Grilled Peaches with Amaretto Brown Sugar Glaze


 Let's talk peaches for a second. I know several people whose who do some pretty drastic things for fresh peaches. One of those people is someone that surprisingly has not yet been introduced in to you from my motley crew. We'll just call him Big Man for short; and no, he is not necessarily a very big man, rather that is his lifted truck's nickname, so we'll extend it to him for the sake of nickname continuity. Big Man has been quoted as saying he would "literally do anything for peaches in the summer". So, if you happen to have a couple extra peaches and find out who Big Man really is, you might have some bargaining power.

Why are people willing to go to such lengths for fresh peaches?
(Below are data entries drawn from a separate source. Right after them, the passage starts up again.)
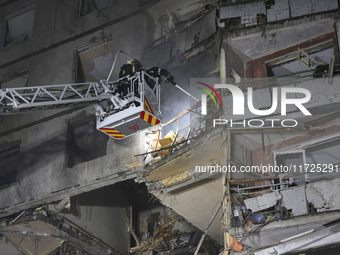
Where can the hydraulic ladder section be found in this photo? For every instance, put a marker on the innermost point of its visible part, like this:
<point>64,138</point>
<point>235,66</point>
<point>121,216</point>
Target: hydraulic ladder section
<point>118,116</point>
<point>51,96</point>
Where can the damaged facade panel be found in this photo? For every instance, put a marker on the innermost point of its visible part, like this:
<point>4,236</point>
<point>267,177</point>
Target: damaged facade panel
<point>324,196</point>
<point>184,43</point>
<point>247,12</point>
<point>305,7</point>
<point>278,11</point>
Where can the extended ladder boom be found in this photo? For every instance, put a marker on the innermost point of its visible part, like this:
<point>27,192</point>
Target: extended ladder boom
<point>31,98</point>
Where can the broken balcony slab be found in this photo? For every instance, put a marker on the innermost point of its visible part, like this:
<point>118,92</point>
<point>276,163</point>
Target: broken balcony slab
<point>282,229</point>
<point>182,159</point>
<point>263,202</point>
<point>322,195</point>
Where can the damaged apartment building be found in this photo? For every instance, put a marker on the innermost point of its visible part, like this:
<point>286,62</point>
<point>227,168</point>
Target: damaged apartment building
<point>67,187</point>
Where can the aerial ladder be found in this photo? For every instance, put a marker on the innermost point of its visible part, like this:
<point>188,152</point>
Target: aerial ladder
<point>116,116</point>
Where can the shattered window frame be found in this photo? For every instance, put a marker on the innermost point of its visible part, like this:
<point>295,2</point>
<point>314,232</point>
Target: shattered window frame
<point>5,40</point>
<point>86,7</point>
<point>302,148</point>
<point>292,56</point>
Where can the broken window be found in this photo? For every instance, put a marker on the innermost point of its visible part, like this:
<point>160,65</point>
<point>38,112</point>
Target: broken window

When ripe, they have a juicy, bright sweetness to them with the perfect texture in the meat and a light, funny layer of fuzz on the peel. They are perfect for a simple desert when cut into wedges and mascerated in just a touch of sugar, to release their juices, with a big scoop of vanilla ice cream. You could make Daddy Keg very happy with the aforementioned dessert, but only if it's Blue Bell Homemade Vanilla ice cream.
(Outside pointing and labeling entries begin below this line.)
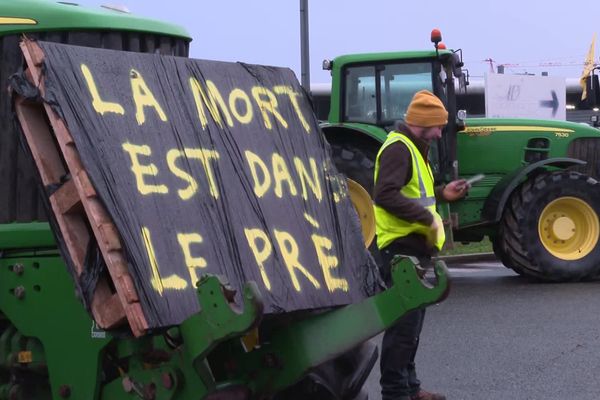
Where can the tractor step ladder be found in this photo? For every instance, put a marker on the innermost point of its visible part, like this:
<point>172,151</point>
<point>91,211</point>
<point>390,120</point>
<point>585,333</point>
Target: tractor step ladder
<point>80,214</point>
To make a complete 180 from the peach subject, have you ever considered cooking dessert on the grill? More than likely, the answer to that question is a no and before a few days ago, that was my answer too.  However, on my quest to host a dinner party with all the food being cooked on the grill, I decided to try something I've seen on Food Network many times. Grilling my beloved peaches! Originally I was a little worried they would become slightly mushy and lose some of their textural appeal.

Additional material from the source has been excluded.